With increasing volumes of data to manage and analyze, enterprises are seeking a range of infrastructure to undertake data analytics. Business intelligence and analytics are growing in popularity as a means to drive business transformation through big data.
In the present da scenario, there are multiple data sources ranging from IoT devices to clickstreams, a data lake makes it easy run to analytics on such data, reducing operational costs and increasing analytical prowess. In simple terms, a data lake is a repository holding a large amount of unstructured and raw data, making it much richer than a data warehouse, which holds only structured data.
A data lake’s power lies in its ability to combine data from various sources for easy analysis. The benefits of data lakes — previously available only to the most resource-rich companies like Google, Yahoo, and Facebook — are now becoming increasingly accessible. Data can be stored as is, without needing to be structured. It can then be used to run an array of analytics — from dashboards and visualizations to big data processing, real-time analytics, and machine learning — to guide business decisions. Data lakes allow for the storage of relational data — operational and real-time databases, and data from a line of business applications — and non-relational data — mobile apps, IoT devices, and social media.
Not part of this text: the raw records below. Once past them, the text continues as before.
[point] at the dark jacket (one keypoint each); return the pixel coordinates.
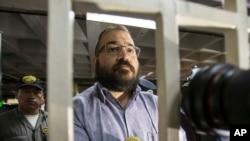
(14, 126)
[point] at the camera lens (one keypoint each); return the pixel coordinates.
(218, 96)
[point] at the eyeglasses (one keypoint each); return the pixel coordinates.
(115, 49)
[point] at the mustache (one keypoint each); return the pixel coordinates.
(121, 62)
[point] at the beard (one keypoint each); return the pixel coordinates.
(117, 79)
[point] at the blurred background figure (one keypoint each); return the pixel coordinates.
(27, 121)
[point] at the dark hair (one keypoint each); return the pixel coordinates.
(107, 30)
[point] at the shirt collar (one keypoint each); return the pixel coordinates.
(102, 92)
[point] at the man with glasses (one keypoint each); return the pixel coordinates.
(115, 108)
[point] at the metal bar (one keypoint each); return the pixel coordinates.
(168, 79)
(236, 41)
(60, 59)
Businesses produce and consume a vast amount of data, which emanates and dissipates from a variety of sources. Without the usage of the right tools, it is difficult for employees to glean the right insights. To support productivity and better performance, data from a multitude of sources must be consolidated and streamlined. Extracting data relevant for analysis needs a pool of rich data. For example, a bank’s business objectives would include improving customer experience, selling more products, launching new services etc. To achieve these goals, the bank would not only combine data regarding a customer such as the frequency of usage of debit and credit cards at various merchants, call center inquiries, and transactions carried out at the bank but also unrelated data pertinent to the weather and traffic, through which underlying correlations could be made. In this way, data lakes speed up data analytics as they leverage large quantities of data in a consistent manner.
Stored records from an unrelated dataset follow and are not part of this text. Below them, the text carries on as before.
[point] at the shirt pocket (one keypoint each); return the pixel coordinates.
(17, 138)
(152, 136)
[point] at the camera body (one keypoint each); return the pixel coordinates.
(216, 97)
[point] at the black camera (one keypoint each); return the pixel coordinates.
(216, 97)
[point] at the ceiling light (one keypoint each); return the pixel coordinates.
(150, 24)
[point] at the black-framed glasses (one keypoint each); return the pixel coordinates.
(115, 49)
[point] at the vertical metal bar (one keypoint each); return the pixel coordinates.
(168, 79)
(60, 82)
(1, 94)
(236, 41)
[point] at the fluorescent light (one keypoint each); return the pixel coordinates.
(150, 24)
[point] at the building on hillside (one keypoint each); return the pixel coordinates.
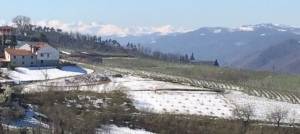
(7, 30)
(32, 55)
(200, 62)
(20, 58)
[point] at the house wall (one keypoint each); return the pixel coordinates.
(2, 51)
(25, 47)
(23, 61)
(49, 53)
(6, 56)
(47, 62)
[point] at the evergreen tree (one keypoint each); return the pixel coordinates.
(3, 39)
(216, 63)
(186, 58)
(192, 57)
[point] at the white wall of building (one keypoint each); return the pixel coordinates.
(48, 53)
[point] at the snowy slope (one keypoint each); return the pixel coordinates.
(42, 73)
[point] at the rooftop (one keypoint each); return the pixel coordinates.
(21, 52)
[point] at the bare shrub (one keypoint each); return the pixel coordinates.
(244, 113)
(277, 115)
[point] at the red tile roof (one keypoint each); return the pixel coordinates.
(41, 46)
(20, 52)
(6, 27)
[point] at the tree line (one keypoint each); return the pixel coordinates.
(88, 42)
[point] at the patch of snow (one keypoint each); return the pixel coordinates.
(30, 119)
(182, 102)
(217, 31)
(113, 129)
(153, 41)
(85, 52)
(42, 73)
(65, 52)
(281, 30)
(246, 28)
(238, 44)
(262, 106)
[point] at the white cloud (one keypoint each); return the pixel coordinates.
(2, 22)
(42, 23)
(104, 29)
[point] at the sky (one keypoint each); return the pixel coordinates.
(135, 17)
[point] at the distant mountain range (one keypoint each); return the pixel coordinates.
(228, 45)
(283, 57)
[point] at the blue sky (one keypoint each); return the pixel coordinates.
(151, 15)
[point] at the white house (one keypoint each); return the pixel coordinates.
(46, 55)
(32, 54)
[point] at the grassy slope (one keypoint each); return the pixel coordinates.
(257, 79)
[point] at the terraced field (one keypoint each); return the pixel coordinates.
(292, 96)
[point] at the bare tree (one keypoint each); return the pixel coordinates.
(277, 115)
(244, 113)
(22, 22)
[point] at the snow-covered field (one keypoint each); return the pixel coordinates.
(156, 96)
(113, 129)
(147, 95)
(42, 73)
The traditional system of data warehousing, that tackles structured data, is not competent to meet the evolving requirements of the business. It is not adequate to handle the vast amount of unstructured data that an organization produces. Businesses today need on-the-go analytics, which is not possible with data warehouses. Finding correlations between different data sets in real-time becomes impossible when data sits in entirely different systems. Data lakes, designed for big data, real-time analytics, effectively solve this challenge.
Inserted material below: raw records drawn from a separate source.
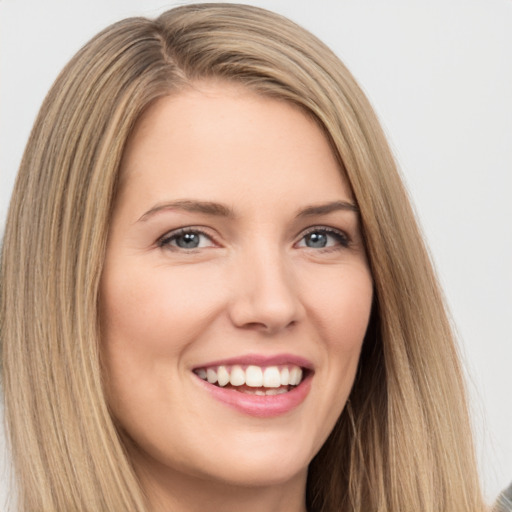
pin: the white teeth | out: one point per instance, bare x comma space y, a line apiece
211, 376
272, 377
222, 376
237, 377
295, 376
254, 376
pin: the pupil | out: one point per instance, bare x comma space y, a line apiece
188, 241
316, 240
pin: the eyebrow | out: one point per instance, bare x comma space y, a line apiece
206, 207
220, 210
324, 209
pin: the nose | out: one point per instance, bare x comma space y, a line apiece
265, 295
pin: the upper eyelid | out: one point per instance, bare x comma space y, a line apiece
183, 230
206, 232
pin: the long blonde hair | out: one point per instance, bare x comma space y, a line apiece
403, 442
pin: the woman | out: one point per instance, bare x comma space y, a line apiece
207, 202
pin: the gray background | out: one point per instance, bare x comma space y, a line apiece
439, 74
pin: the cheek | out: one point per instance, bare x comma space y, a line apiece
340, 302
155, 311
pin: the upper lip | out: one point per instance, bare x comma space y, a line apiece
260, 360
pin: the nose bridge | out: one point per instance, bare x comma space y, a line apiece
265, 295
Data lakes can be used to offer real-time business insights with rich visuals across devices, helping users stay informed, spot trends quickly, and make better decisions. The improved speed and accessibility that comes with on-the-go analytics improves agility and helps users rapidly respond to real-time events. Data lakes are therefore fit to leverage big quantities of data with algorithms that drive real-time analytics. Using data lakes, businesses can make information easily accessible through various platforms. With gauges, dashboards, scorecards, and key performance indicators available on smartphones and tablets, data lakes can be effectively leveraged to extract analytics on the go.
State Bank of India (SBI) recently moved from a data warehouse and created a data lake to offer on-the-go analytics to bank executives in a bid to eliminate data silos and maximize value from data. This was done after the institution realized the limitations of data warehouses in delivering on-the-go insights with data volumes growing each day.
Organizations that successfully generate and extract business value from their data outperform their peers and competition. They are able to gain from novel methods of analytics like machine learning using log files, data from click-streams, social media, and IoT devices stored in the data lake. This enables them to identify and act upon opportunities for business growth by attracting and retaining customers, boosting productivity, proactively maintaining devices, and making informed decisions.
A data lake can be leveraged to combine customer data from CRM tools with social media analytics to understand customer behaviour and patterns. Various platforms like Waterline Data, AWS, Azure can be deployed for on-the-go analytics to uncover new insights from unique data combinations. Additionally, visualization tools can be created to display data on smartphones and tablets, enabling employees to apply the right information at the right time. Ultimately, real-time analytics enable organizations to make smarter, data-driven decisions based on a 360-degree view of the customer and business.